You had a procedure. You were told it was "fully covered." Six weeks later, a bill arrives for $3,400 you weren't expecting. Sound familiar? You're not alone — and more importantly, you're not powerless.
Medical billing errors are staggeringly common. Studies consistently find that the majority of hospital bills contain at least one error. Between upcoding, duplicate charges, facility fees that weren't disclosed, and out-of-network provider charges that slip through, the average surprise medical bill is inflated well beyond what you actually owe.
The good news: several federal laws exist specifically to protect you. Most people just don't know how to use them.
Step 1: Request an Itemised Bill
Before you can dispute anything, you need to know exactly what you're being charged for. Call the hospital or provider's billing department and ask for a fully itemised bill — a line-by-line breakdown of every charge, with procedure codes (CPT codes) next to each item.
You are legally entitled to this. If they hesitate, cite your rights under 45 CFR § 164.524, which requires healthcare providers to provide you access to your medical records and billing data upon request.
Tip: Ask for the bill in writing, not just over the phone. Keep a written record of every conversation, including the name of the person you spoke to and the date.
Step 2: Check for Common Errors
Once you have the itemised bill, look for these frequent culprits:
- Duplicate charges — the same service billed twice
- Upcoding — a simpler procedure billed as a more complex (and expensive) one
- Unbundling — procedures that should be billed together are split to inflate the total
- Incorrect patient info — wrong insurance ID number causing claim rejections
- Services not rendered — charges for procedures or supplies you didn't receive
- Facility fees not disclosed in advance — these may conflict with No Surprises Act rules
Step 3: Know Your Rights Under the No Surprises Act
The No Surprises Act (NSA), which went into full effect in 2022, is your single most powerful tool for fighting unexpected medical bills. Under the NSA, you cannot be billed more than your in-network cost-sharing amount for emergency services — regardless of whether the provider is in-network — and for certain non-emergency services at in-network facilities.
Specifically, the NSA protects you from out-of-network charges when:
- You received emergency care at any facility
- You received non-emergency care at an in-network facility from an out-of-network provider (such as an anaesthesiologist you didn't choose)

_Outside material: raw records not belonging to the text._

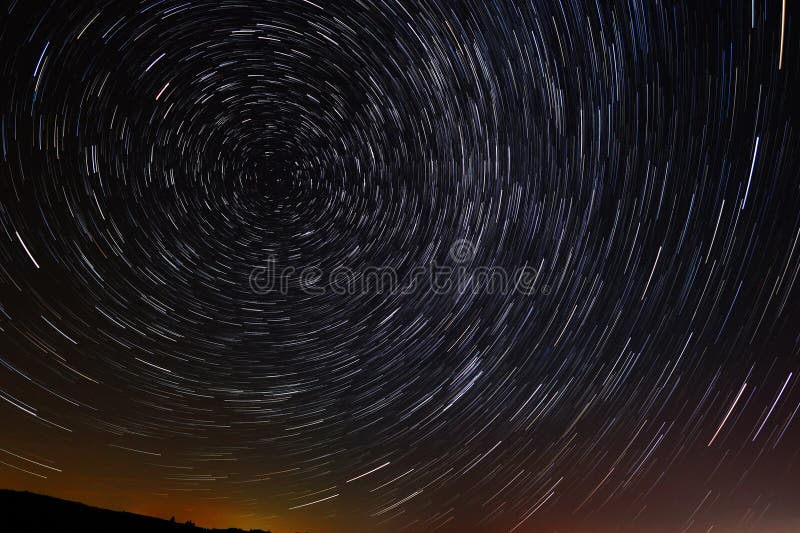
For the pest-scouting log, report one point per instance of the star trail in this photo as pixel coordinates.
(629, 169)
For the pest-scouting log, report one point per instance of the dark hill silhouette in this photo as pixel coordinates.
(26, 512)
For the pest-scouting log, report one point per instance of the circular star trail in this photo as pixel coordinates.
(164, 161)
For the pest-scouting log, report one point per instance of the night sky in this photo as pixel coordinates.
(632, 167)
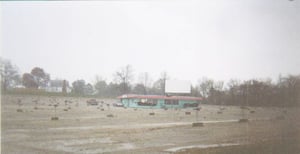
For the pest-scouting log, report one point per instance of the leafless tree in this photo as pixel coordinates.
(124, 76)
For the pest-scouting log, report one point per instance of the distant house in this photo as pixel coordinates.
(158, 101)
(57, 86)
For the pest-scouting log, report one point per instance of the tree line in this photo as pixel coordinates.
(255, 92)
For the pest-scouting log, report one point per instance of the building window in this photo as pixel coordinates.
(147, 102)
(171, 102)
(191, 105)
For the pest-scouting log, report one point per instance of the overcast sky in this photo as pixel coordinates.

- You were not given adequate notice — at least 72 hours in advance — that a provider was out-of-network
If any of these situations apply to your bill, you may be entitled to pay only your in-network cost-sharing amount. The provider must enter the independent dispute resolution (IDR) process with your insurance company — not you — to settle the difference.
Step 4: Write a Formal Dispute Letter
A verbal complaint rarely produces results. A formal written letter citing specific regulations almost always gets a faster, more serious response. Your letter should:
- State the date of service, the procedure billed, and the amount in dispute
- Identify the specific error or violation (e.g., NSA protection for out-of-network charge)
- Cite the exact regulation by name and section number
- Request a written response within a specific timeframe (15 days is standard)
- State that you will escalate to CMS or your state insurance commissioner if unresolved
The tone should be firm, professional, and factual — not emotional. A letter that reads like it came from someone who knows the regulations tends to be treated very differently from a standard complaint.
This is exactly what ClawBack does. Upload your medical bill, and our AI cross-references it against the No Surprises Act and applicable CMS regulations, identifies what you're being overcharged for, and drafts the formal dispute letter — citing the exact rule that applies. You review it, then send it yourself. Try it free →
Step 5: Submit to Your Insurance Company
If you have health insurance, file a formal appeal with your insurer at the same time as disputing with the provider. Most insurers have a formal appeals process, and getting a denial overturned by your insurance company can eliminate the charge entirely.
You have the right to an external review — meaning an independent review by a third party — if your insurer denies your internal appeal. This right is guaranteed under the ACA.
Step 6: Escalate If Needed
If the provider doesn't respond or refuses to correct the bill within 30 days, escalate to:
- CMS (Centers for Medicare & Medicaid Services) — file a No Surprises Act complaint at cms.gov/surprise-billing/patients
- Your state insurance commissioner — most states have their own billing dispute processes
- The CFPB — if the bill has gone to a debt collector
A Note on Timing
Most medical billing disputes have a window. Providers generally have to file insurance claims within 90–180 days of service, and once a bill goes to collections, your options narrow. Don't wait. If you receive a bill that seems wrong, start the process within 30 days.
You have more leverage than you think. Hospitals, in particular, resolve the vast majority of billing disputes that are formally raised with specific regulation citations — because they know the rules, and they know you now know them too.